Like a living, two-person focus group of average Americans who might vote Republican (but don’t always), my parents tell me they like Trump and Carson. And they don’t have much to say about any other candidates. Obviously, I wouldn’t have predicted this a year ago, but it jibes with polls showing those two pulling way ahead of the rest of the Republican pack, all of whom are down in single digits.
The easy answer to the question “So why these two?” is that they raised me and so I could hardly abandon them. But you want to know why Trump and Carson. The easy answer there is “populism,” but it’s worth noting how powerful this populism must be if it inspires people even when manifesting in such varied and vague forms. I mean, consider the differences in temperament, volume, etiquette, philosophy, favorite issues, and ethnicity that would seem to most elite analysts to separate the two men.
And my parents were briefly Perot fans 23 years ago, so they fit the “populist” profile, but what part of populism appeals exactly? They don’t have a history of being particularly anti-Mexican. And Carson’s rise would seem to confound the increasingly shrill insistence on the left that conservatives, possibly Americans in general, are motivated primarily by “white supremacism,” which is the new label for virtually everything the left dislikes, a label that will have to be pasted right over the “white privilege” label from just last year that is now apparently not damning enough.
The left is so in love with leveling accusations of racism that they’ll condescendingly accuse Republican-leaning voters of keeping someone like Carson around just as a token, but that would take either some very Machiavellian forethought on the part of survey respondents or a strange desire to buff their PC credentials even while openly loving the loud anti-PC guy. Seems complicated as an explanation, unless you’re hell-bent on finding sinister motives, which is not usually the best mode of analysis.
So I went ahead and asked my parents how they could like the loudmouth and the soft-spoken doctor at the same time. What is it that they have in common exactly? What makes them the populists? And my parents said something that gives me hope this nation could still end up libertarian. They said Trump and Carson are the only two who don’t sound like politicians who already work for the government.

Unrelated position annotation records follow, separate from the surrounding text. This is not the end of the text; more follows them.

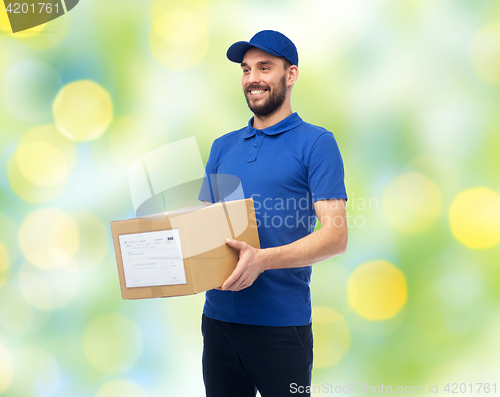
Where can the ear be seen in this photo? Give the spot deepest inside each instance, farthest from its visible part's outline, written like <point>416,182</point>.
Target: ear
<point>292,75</point>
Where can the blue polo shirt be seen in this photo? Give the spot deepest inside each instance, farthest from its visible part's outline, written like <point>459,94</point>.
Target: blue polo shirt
<point>285,168</point>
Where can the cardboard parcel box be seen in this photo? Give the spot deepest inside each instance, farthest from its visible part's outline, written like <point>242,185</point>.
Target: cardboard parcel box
<point>181,252</point>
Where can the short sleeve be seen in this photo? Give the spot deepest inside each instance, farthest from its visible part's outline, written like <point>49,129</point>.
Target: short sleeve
<point>206,191</point>
<point>326,169</point>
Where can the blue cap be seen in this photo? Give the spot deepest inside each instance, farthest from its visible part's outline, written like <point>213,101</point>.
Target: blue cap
<point>270,41</point>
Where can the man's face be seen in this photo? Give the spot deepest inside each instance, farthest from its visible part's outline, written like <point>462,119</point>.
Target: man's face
<point>263,81</point>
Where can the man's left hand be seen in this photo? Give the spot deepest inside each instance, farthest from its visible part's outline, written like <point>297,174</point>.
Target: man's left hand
<point>248,268</point>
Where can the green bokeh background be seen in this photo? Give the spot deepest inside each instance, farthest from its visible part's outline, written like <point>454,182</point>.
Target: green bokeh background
<point>399,85</point>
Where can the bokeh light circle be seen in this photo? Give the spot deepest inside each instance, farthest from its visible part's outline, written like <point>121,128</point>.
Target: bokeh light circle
<point>179,37</point>
<point>121,388</point>
<point>94,241</point>
<point>49,289</point>
<point>112,343</point>
<point>41,164</point>
<point>475,218</point>
<point>332,337</point>
<point>411,203</point>
<point>6,368</point>
<point>28,87</point>
<point>83,110</point>
<point>484,54</point>
<point>49,238</point>
<point>377,290</point>
<point>129,138</point>
<point>18,317</point>
<point>4,263</point>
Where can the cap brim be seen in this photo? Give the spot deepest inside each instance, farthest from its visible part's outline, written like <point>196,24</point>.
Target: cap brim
<point>237,51</point>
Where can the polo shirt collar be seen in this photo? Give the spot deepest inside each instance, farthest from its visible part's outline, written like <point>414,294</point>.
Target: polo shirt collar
<point>284,125</point>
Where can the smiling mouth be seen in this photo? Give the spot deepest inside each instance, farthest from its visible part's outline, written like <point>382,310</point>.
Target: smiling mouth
<point>257,92</point>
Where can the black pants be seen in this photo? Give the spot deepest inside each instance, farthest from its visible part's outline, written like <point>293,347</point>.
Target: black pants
<point>239,359</point>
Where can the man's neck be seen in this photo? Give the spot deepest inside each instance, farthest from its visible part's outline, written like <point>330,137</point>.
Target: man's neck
<point>260,122</point>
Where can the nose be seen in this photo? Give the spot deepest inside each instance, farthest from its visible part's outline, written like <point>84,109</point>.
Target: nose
<point>253,76</point>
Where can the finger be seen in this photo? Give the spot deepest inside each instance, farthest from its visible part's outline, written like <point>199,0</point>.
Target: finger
<point>235,275</point>
<point>235,243</point>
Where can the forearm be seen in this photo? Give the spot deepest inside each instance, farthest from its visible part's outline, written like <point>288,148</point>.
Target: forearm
<point>320,245</point>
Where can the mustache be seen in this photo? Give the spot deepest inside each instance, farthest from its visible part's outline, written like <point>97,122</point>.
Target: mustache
<point>256,87</point>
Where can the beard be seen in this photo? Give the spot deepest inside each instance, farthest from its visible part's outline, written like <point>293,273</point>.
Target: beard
<point>274,101</point>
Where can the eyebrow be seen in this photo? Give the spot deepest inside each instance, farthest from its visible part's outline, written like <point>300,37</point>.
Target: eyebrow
<point>258,63</point>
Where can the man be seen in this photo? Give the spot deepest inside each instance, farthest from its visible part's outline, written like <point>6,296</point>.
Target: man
<point>257,326</point>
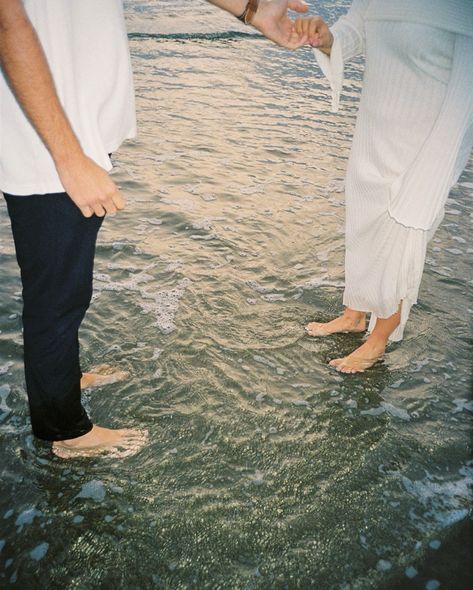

They’re right, you know. And not just rhetorically. All the other candidates have worked for or closely with government (even Fiorina, who has worked for the CIA and RNC, a combo that Jeb Bush must admire). My parents had kept better track of that distinction, just from noticing tone, than I had, and I’m supposedly the only member of the family who actually wants to get rid of the government.
If my purportedly anti-government brethren among the conservatives and libertarians and I were remotely competent, we’d understand how to harness this kind of populism—anti-government, anti-politician populism—more easily than any other imaginable kind. But in our government-focused society, even the conservatives and libertarians end up sounding like government people—and those of us professionally involved in politics and media internalize our oppression and come to believe that outsiders to the system are impossible or sound hopelessly kooky (as they sometimes are). And, self-hating, we mimic Washingtonian voices.
Yet now the two leading Republicans are men who weren’t even Republicans four years ago. Perhaps in a year and a half they’ll be a president and v.p. who’ve never before held political office. It certainly wasn’t my Plan A, but I admit it’s what you might call an aspirational story.